Step 1: Create the derived variables

Create the derived variables. The derived variables will subtract satisfaction scores from importance scores for each attribute or service rated, for example Course content satisfaction scores will be subtracted from Course content importance scores. Each rated attribute will have to be set up as an individual derived variable.

  1. Open the survey and click VariablesIcon.png to display the Variables window.
  2. Click NewIcon.png to add a new variable.
  3. Setup the new Variable with the following details:
    • Name: V2.1
    • Label: Course content (The label is a full description of the variable that will appear in the Data window and on all analysis reports.)
    • Type: Derived (The variable will derive its data from other existing variables.)
    • Response: Quantity
  4. Click inside the Values area, in the same row as Valid. Type: Q6a – Q5a (Q6a is the satisfaction question and Q5a is the importance question.)
  5. Click SaveIcon.png to save the derived variable.
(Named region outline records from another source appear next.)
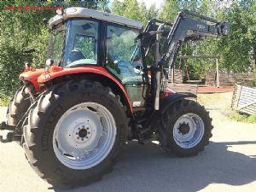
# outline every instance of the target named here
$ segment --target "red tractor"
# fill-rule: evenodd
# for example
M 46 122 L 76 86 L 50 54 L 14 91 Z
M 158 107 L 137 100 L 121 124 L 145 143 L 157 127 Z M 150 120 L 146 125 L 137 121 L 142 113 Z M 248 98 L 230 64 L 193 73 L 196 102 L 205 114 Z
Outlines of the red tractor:
M 173 24 L 154 19 L 143 30 L 85 8 L 57 14 L 44 20 L 50 59 L 45 69 L 27 63 L 20 75 L 24 85 L 9 104 L 2 142 L 19 141 L 42 178 L 68 185 L 100 179 L 127 141 L 157 140 L 180 157 L 204 149 L 209 113 L 196 96 L 169 89 L 168 73 L 184 42 L 225 36 L 228 23 L 183 11 Z

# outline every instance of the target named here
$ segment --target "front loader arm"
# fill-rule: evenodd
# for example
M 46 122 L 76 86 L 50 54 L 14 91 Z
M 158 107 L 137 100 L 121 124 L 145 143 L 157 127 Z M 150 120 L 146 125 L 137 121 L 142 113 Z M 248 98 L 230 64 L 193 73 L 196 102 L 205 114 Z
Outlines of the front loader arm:
M 182 44 L 188 40 L 200 40 L 201 38 L 225 36 L 229 32 L 229 23 L 220 22 L 215 19 L 189 11 L 180 12 L 173 25 L 170 23 L 166 25 L 166 23 L 162 20 L 157 20 L 157 22 L 160 24 L 157 29 L 150 29 L 154 27 L 149 27 L 153 26 L 152 23 L 149 22 L 145 31 L 138 37 L 141 38 L 144 48 L 147 48 L 144 44 L 147 40 L 154 39 L 155 42 L 154 63 L 150 68 L 150 92 L 151 98 L 154 100 L 154 110 L 159 110 L 160 94 L 161 90 L 164 91 L 166 86 L 166 83 L 162 80 L 163 67 L 168 66 L 168 73 L 170 73 Z M 165 30 L 164 26 L 169 26 L 168 28 L 170 30 Z M 166 43 L 166 49 L 161 55 L 160 53 L 160 42 L 162 37 L 167 38 Z M 148 44 L 147 49 L 148 49 L 150 46 L 150 44 Z
M 208 24 L 207 21 L 212 24 Z M 218 38 L 218 36 L 225 36 L 228 32 L 229 23 L 227 22 L 219 22 L 210 17 L 182 11 L 177 15 L 167 36 L 167 49 L 159 65 L 164 66 L 168 63 L 169 68 L 172 68 L 179 48 L 183 43 L 188 40 Z

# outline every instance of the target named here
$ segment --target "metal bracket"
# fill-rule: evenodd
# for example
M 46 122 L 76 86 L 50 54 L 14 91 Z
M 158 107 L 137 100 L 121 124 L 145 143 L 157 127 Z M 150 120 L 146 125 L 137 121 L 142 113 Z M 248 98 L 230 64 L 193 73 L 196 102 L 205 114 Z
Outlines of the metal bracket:
M 14 131 L 9 131 L 8 132 L 4 132 L 2 136 L 0 136 L 1 143 L 10 143 L 13 141 Z
M 4 121 L 0 124 L 0 130 L 15 131 L 15 126 L 9 125 Z

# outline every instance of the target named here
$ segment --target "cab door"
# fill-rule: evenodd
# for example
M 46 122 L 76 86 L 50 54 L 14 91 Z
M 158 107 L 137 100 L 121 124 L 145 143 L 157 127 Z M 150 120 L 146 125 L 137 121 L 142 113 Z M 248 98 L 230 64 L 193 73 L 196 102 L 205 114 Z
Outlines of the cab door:
M 124 84 L 133 108 L 144 107 L 143 65 L 138 30 L 118 25 L 106 26 L 106 68 Z

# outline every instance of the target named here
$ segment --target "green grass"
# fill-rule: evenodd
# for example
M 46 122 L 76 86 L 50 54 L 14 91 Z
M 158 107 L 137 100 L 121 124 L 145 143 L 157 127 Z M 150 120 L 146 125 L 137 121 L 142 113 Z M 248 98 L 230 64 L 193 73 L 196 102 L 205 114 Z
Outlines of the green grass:
M 256 123 L 256 113 L 251 115 L 241 114 L 235 112 L 231 117 L 233 120 L 244 123 Z

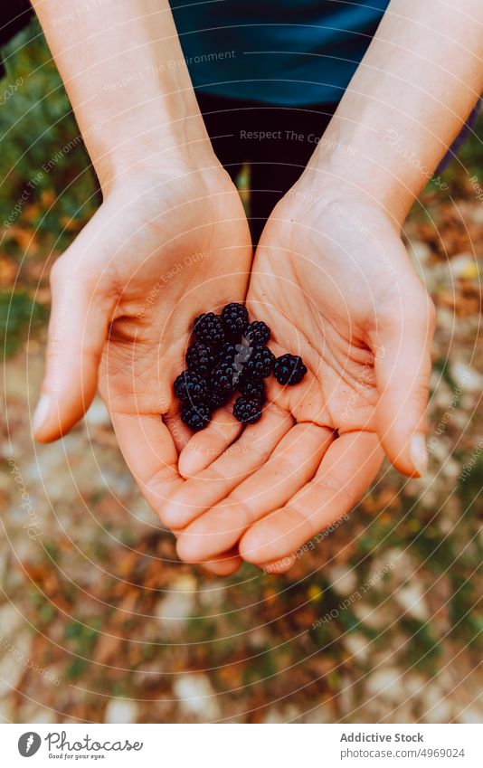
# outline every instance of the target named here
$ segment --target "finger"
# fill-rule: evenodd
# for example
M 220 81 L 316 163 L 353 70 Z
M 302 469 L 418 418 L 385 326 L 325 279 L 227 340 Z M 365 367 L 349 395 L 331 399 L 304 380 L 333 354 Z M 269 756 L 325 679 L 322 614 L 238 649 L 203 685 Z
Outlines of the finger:
M 354 507 L 382 461 L 379 438 L 373 432 L 348 432 L 335 440 L 314 479 L 242 537 L 242 557 L 260 564 L 294 553 Z
M 426 408 L 433 333 L 434 309 L 420 287 L 416 296 L 405 299 L 402 315 L 381 322 L 373 337 L 380 393 L 377 430 L 389 460 L 405 475 L 421 476 L 427 469 Z
M 71 264 L 62 257 L 51 272 L 46 371 L 32 423 L 41 442 L 68 432 L 90 405 L 114 308 L 114 299 L 76 276 Z
M 163 509 L 168 526 L 184 528 L 206 509 L 224 498 L 237 485 L 262 466 L 293 424 L 290 415 L 269 405 L 263 418 L 245 428 L 219 459 L 187 479 Z
M 216 559 L 208 560 L 200 564 L 214 576 L 232 576 L 242 567 L 243 561 L 238 554 L 238 548 L 233 547 L 229 552 L 220 555 Z
M 173 438 L 179 461 L 179 454 L 188 443 L 193 432 L 181 420 L 181 408 L 173 407 L 168 412 L 163 415 L 163 422 L 168 428 L 169 433 Z
M 184 482 L 169 430 L 157 414 L 111 412 L 111 418 L 126 463 L 144 498 L 164 523 L 163 505 Z
M 179 472 L 184 478 L 197 475 L 237 439 L 243 427 L 228 408 L 213 413 L 205 430 L 188 441 L 179 457 Z
M 234 546 L 250 526 L 312 479 L 333 440 L 332 430 L 296 424 L 260 469 L 180 532 L 181 559 L 196 563 Z

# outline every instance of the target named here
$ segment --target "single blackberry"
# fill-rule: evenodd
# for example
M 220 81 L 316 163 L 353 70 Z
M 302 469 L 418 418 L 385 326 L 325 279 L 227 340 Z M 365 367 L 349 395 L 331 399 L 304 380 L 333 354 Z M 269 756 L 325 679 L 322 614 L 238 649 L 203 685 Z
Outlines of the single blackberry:
M 188 371 L 198 374 L 200 376 L 207 376 L 214 365 L 215 356 L 211 346 L 203 341 L 197 341 L 188 346 L 186 352 L 186 365 Z
M 235 345 L 231 341 L 225 341 L 218 354 L 218 363 L 228 363 L 232 366 L 235 358 L 236 349 Z
M 198 405 L 184 405 L 181 411 L 181 421 L 194 432 L 204 430 L 210 421 L 210 408 L 204 403 Z
M 242 333 L 248 323 L 248 312 L 242 304 L 227 304 L 222 312 L 223 326 L 229 334 Z
M 183 403 L 191 403 L 192 405 L 204 403 L 208 396 L 204 379 L 191 371 L 183 371 L 179 376 L 176 376 L 174 386 L 176 397 Z
M 193 330 L 198 341 L 203 341 L 213 348 L 217 349 L 224 341 L 222 318 L 214 312 L 199 315 L 194 320 Z
M 273 364 L 273 375 L 280 384 L 293 386 L 299 384 L 306 374 L 307 367 L 298 355 L 281 355 Z
M 233 416 L 243 424 L 254 424 L 261 418 L 261 403 L 248 397 L 237 397 L 233 405 Z
M 210 390 L 225 393 L 232 392 L 233 387 L 233 369 L 229 363 L 220 363 L 213 369 L 212 375 L 209 380 Z
M 253 320 L 243 331 L 243 336 L 251 344 L 267 344 L 271 336 L 270 329 L 263 320 Z
M 243 373 L 247 377 L 253 378 L 254 376 L 270 376 L 275 355 L 270 352 L 268 346 L 263 346 L 258 344 L 253 347 L 251 355 L 248 358 L 243 367 Z
M 249 400 L 265 400 L 265 384 L 262 379 L 251 379 L 248 376 L 241 375 L 236 388 L 242 394 L 248 397 Z

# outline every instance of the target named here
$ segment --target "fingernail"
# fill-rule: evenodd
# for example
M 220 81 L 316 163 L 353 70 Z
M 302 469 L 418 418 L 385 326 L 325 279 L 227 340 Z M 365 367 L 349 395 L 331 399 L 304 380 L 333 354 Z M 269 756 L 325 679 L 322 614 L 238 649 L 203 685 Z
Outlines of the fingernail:
M 428 471 L 428 449 L 426 438 L 421 433 L 415 434 L 411 441 L 411 459 L 420 477 L 425 475 Z
M 33 418 L 32 420 L 32 431 L 33 434 L 38 432 L 47 415 L 49 413 L 49 409 L 51 406 L 51 398 L 48 394 L 41 395 L 39 402 L 37 403 L 37 407 L 35 408 L 35 412 L 33 413 Z

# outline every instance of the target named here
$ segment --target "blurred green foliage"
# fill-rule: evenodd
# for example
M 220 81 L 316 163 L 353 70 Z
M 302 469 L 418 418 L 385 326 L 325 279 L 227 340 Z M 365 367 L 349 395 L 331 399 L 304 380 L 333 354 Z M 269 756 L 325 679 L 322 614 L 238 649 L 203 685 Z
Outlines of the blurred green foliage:
M 3 53 L 6 76 L 0 86 L 0 223 L 10 218 L 18 223 L 48 193 L 52 213 L 50 206 L 47 211 L 43 206 L 29 223 L 39 232 L 62 238 L 65 220 L 85 222 L 97 204 L 89 156 L 37 23 Z M 20 213 L 14 210 L 18 204 Z

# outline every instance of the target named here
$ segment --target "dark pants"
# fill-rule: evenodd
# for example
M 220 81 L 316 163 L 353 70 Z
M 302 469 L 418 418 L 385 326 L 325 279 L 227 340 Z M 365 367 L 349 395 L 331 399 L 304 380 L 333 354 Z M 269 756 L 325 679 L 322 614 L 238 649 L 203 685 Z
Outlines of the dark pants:
M 336 104 L 279 107 L 196 93 L 216 156 L 233 181 L 251 168 L 253 244 L 279 200 L 295 184 Z

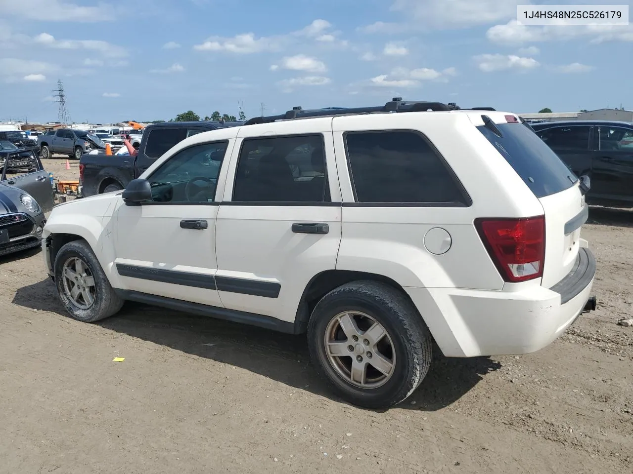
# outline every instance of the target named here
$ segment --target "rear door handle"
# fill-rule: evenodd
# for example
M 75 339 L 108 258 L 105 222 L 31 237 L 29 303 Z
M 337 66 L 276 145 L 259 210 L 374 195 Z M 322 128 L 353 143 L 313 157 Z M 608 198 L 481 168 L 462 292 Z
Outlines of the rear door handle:
M 295 234 L 327 234 L 330 231 L 330 226 L 322 222 L 295 222 L 292 224 L 292 232 Z
M 206 221 L 194 219 L 191 220 L 180 221 L 180 227 L 183 229 L 196 229 L 202 230 L 208 228 Z

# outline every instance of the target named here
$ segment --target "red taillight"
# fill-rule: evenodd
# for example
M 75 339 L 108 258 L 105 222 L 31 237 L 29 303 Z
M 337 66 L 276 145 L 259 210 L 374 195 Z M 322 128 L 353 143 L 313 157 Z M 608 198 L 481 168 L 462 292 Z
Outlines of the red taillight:
M 543 275 L 545 216 L 478 219 L 479 236 L 505 281 L 517 283 Z

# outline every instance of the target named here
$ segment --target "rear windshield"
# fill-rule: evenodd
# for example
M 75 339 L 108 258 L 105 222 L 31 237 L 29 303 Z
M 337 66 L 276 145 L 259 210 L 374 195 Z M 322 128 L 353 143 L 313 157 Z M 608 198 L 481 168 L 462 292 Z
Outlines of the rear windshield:
M 503 137 L 482 125 L 488 139 L 537 198 L 571 188 L 578 178 L 532 130 L 520 123 L 496 124 Z

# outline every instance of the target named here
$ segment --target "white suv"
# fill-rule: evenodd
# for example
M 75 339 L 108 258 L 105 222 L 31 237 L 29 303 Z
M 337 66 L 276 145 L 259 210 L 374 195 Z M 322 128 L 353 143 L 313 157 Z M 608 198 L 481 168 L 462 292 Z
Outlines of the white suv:
M 191 137 L 125 190 L 54 209 L 61 301 L 89 322 L 129 300 L 307 332 L 365 407 L 409 396 L 434 341 L 539 349 L 595 308 L 587 183 L 516 115 L 453 108 L 296 109 Z

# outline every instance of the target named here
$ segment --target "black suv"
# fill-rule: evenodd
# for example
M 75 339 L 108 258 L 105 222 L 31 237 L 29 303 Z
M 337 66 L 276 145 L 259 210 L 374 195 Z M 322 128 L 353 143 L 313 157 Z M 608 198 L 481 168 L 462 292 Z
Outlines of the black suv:
M 31 140 L 28 136 L 21 130 L 7 130 L 0 131 L 0 140 L 11 142 L 18 148 L 32 151 L 35 155 L 39 155 L 40 147 L 34 140 Z
M 577 176 L 591 178 L 587 204 L 633 207 L 633 123 L 573 120 L 530 125 Z

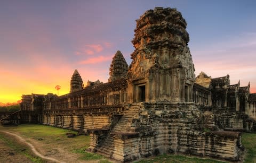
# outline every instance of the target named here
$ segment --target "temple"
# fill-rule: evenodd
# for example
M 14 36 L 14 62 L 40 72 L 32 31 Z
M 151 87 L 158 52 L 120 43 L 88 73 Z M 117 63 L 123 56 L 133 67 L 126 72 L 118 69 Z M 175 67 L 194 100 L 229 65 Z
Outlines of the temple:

You will see the saved derived variable (V2.1) in the variable window.
  6. Repeat the steps 2 to 5 above to create 3 more derived variables with the following details:
    • Name: V2.2
    • Label: Instructor
    • Type: Derived
    • Response: Quantity
    • Value: Q6b – Q5b
    • Name: V2.3
    • Label: User guides
    • Type: Derived
    • Response: Quantity
    • Value: Q6c – Q5c
    • Name: V2.4
    • Label: Value for money
    • Type: Derived
    • Response: Quantity
    • Value: Q6d – Q5d

Step 2: Create the gap analysis chart

The next stage is to create a chart to display the results of the derived variables.

  1. Click Analysis Chart AnalysisChartIcon.png  to display the Analysis Definition dialog for a chart.
  2. Select the chart style Gap Analysis from the drop down list.
  3. Type the names of the derived variables into the Analysis field, for example V2.1, V2.2, V2.3, V2.4.
  4. Type stats in the Break field (or select Statistics table from the Break drop-down list).
  5. Check the Transpose box.
  1. Click the Descriptive Statistics tab to select which statistics will be used.
  2. Select all of the items in the Used column on the right-hand side.
  3. Click on the left arrow Arrow-left.png button.
  4. Select Mean from the list in the Available column and click on the right arrow Arrow-right.png button.
  1. Click Apply to see the chart.
  2. To change the title shown on the chart, click the Notes/Title tab of the Analysis Definition dialog and type in a title in the Title box.
  3. Click Apply to see the chart.
  4. To add the text at the base of the chart (Needs Attention and Needs No Attention is this example), click into the Notes area of the Notes/Titles tab and type the text you require and click Apply.

Note: You may need to format the text in the Notes area so that it lines up appropriately under each side of the chart. Adding extra spaces will add a gap between the text.

  1. Click OK to close the Analysis Definition dialog.
  2. Click SaveIcon.png to save the chart.
  3. To save this chart style right click anywhere on the chart and select Save Style.
  4. Browse to the Styles folder within the Snap folder and give the new style a name (e.g. Gap Analysis New.csf).

The new style is available to select in the Style dropdown list in the Analysis Definition dialog.